Это было слишком. Вот так комедия вмиг оборачивается дешевым фарсом. Вообще-то нам уже было невмоготу, однако мы смирились и опять безропотно побрели за лесничим, у которого рубаха совершенно выехала из штанов, побрели через сени, опять мимо сундука, каковой, судя по всему, изменений не претерпел, опять в гулкий и пустой охотничий кабинет, опять в угол, к врезанному в пол оружейному шкафу. Опять глазели на бесконечную возню с ключами, обозревали пустую емкость под полом и слушали пространные инструкции по безопасному хранению оружия, которые за последние полчаса — по крайней мере так нам показалось — стали еще более путаными. Да, сказал хозяин, когда мы вернулись в комнату, у меня каждый выстрел в цель попадал.
Ты лучше рубаху в штаны заправь! — хлестнуло из-за стола.
Мы облегченно вздохнули. Оставалось только чин чином составить купчую. С этим Антонис покончил моментом — у него и бумага была приготовлена, и текст заранее продуман. Он подписал, дал подписать лесничихе, ведь еще немного, и она уже перо в руке не удержит. Во вкус вошла, пьет и не закусывает. Ян попытался представить себе батарею бутылок, в которую можно превратить четыре тысячи марок.
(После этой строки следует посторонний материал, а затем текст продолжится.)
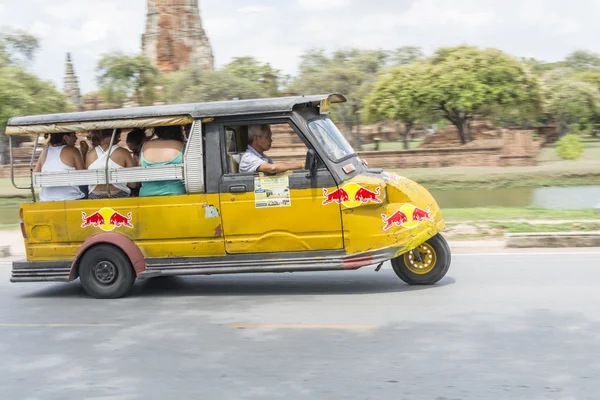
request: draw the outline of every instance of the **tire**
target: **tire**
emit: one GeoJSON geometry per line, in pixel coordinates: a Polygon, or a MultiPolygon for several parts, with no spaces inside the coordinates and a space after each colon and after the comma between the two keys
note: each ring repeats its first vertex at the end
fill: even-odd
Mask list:
{"type": "Polygon", "coordinates": [[[83,289],[97,299],[117,299],[129,293],[135,273],[121,249],[99,244],[87,250],[79,262],[83,289]]]}
{"type": "Polygon", "coordinates": [[[411,250],[392,259],[394,272],[409,285],[433,285],[439,282],[450,268],[448,242],[438,233],[417,246],[417,249],[424,262],[418,262],[411,250]]]}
До сих пор хоть и с трудом, но соблюдалась проформа, теперь же она была начисто забыта, благоприличие и вежливость как ветром сдуло, в жилище лесничих воцарился хаос, самое время было ретироваться. Правда, хозяин с настойчивым дружелюбием предлагал взглянуть хотя бы на его оружейный шкаф, однако хозяйка, которая пошатываясь стояла в дверях, цыкнула: Да заткни ты наконец свою поганую глотку! На ходу она в поисках опоры хваталась за мебель. Гриппозная волна, дескать, все никак ее не отпустит. Ох-хо-хо, послышалось у печки. — Рубаху в штаны!
Завтра, озабоченно сказал лесничихе Антонис, завтра я сундук заберу. Не забудьте. Я его купил. Он мой. Не вздумайте продать его еще раз!
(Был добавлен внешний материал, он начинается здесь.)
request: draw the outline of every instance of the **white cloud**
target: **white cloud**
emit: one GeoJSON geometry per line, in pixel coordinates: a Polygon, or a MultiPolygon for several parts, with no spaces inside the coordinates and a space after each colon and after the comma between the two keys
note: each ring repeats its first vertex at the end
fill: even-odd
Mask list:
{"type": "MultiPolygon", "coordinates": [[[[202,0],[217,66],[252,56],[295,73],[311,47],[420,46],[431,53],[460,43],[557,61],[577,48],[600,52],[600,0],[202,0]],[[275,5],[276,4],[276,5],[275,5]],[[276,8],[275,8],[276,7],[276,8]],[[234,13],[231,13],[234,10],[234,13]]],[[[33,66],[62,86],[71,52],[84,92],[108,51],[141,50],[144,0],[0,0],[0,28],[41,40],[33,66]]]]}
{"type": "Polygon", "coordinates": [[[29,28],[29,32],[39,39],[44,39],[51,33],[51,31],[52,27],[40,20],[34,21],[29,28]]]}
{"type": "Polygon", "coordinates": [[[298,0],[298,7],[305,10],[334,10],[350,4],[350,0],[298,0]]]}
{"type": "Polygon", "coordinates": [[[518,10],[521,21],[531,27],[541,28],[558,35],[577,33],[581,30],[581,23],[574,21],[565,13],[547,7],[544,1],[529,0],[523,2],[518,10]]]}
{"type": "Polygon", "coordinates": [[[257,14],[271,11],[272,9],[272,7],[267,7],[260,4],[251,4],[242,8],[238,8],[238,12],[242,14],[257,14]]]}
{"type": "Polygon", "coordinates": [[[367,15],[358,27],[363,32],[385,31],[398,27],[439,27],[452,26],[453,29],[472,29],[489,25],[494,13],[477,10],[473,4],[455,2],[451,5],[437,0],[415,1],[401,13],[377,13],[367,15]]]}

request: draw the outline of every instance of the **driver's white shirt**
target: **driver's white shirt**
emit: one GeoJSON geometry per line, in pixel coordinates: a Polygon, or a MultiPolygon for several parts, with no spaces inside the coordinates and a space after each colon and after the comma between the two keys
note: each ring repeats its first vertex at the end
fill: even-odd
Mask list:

Ладно, ладно, заплетающимся языком пробубнила лесничиха и распрощалась с нами, взмахнув рукой — величаво, как ей казалось, на самом же деле неловко, суетливо.
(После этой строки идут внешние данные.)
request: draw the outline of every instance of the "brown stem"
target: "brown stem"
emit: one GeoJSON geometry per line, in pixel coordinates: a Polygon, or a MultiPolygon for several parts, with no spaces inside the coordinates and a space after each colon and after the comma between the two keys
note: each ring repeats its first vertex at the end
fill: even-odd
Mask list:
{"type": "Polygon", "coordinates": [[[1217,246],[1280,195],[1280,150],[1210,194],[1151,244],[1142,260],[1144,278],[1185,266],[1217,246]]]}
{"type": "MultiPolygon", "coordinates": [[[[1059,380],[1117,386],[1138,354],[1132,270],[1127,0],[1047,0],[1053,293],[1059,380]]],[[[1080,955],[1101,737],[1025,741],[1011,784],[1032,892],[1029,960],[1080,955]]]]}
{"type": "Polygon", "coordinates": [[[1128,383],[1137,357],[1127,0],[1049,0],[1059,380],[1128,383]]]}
О происхождении сундука она словом не обмолвилась, ни трезвая, ни пьяная. С характером женщина, ничего не скажешь, заметил Антонис. Мы попытались развеять кошмар шутками. Яну вспомнилась фраза про «людей, которые до крови стерли ноги в переселении народов». А Эллен пришли на ум людские реки, хлынувшие под конец войны по дорогам Мекленбурга и ручейками просочившиеся в крестьянские дома, она сама тоже была каплей этих потоков. Теперь, тридцатью годами позже, ей встретились прибившиеся к берегу людские обломки, которые уже никуда больше не поплывут. Долгие годы, живя в других местах, она даже не вспоминала о них.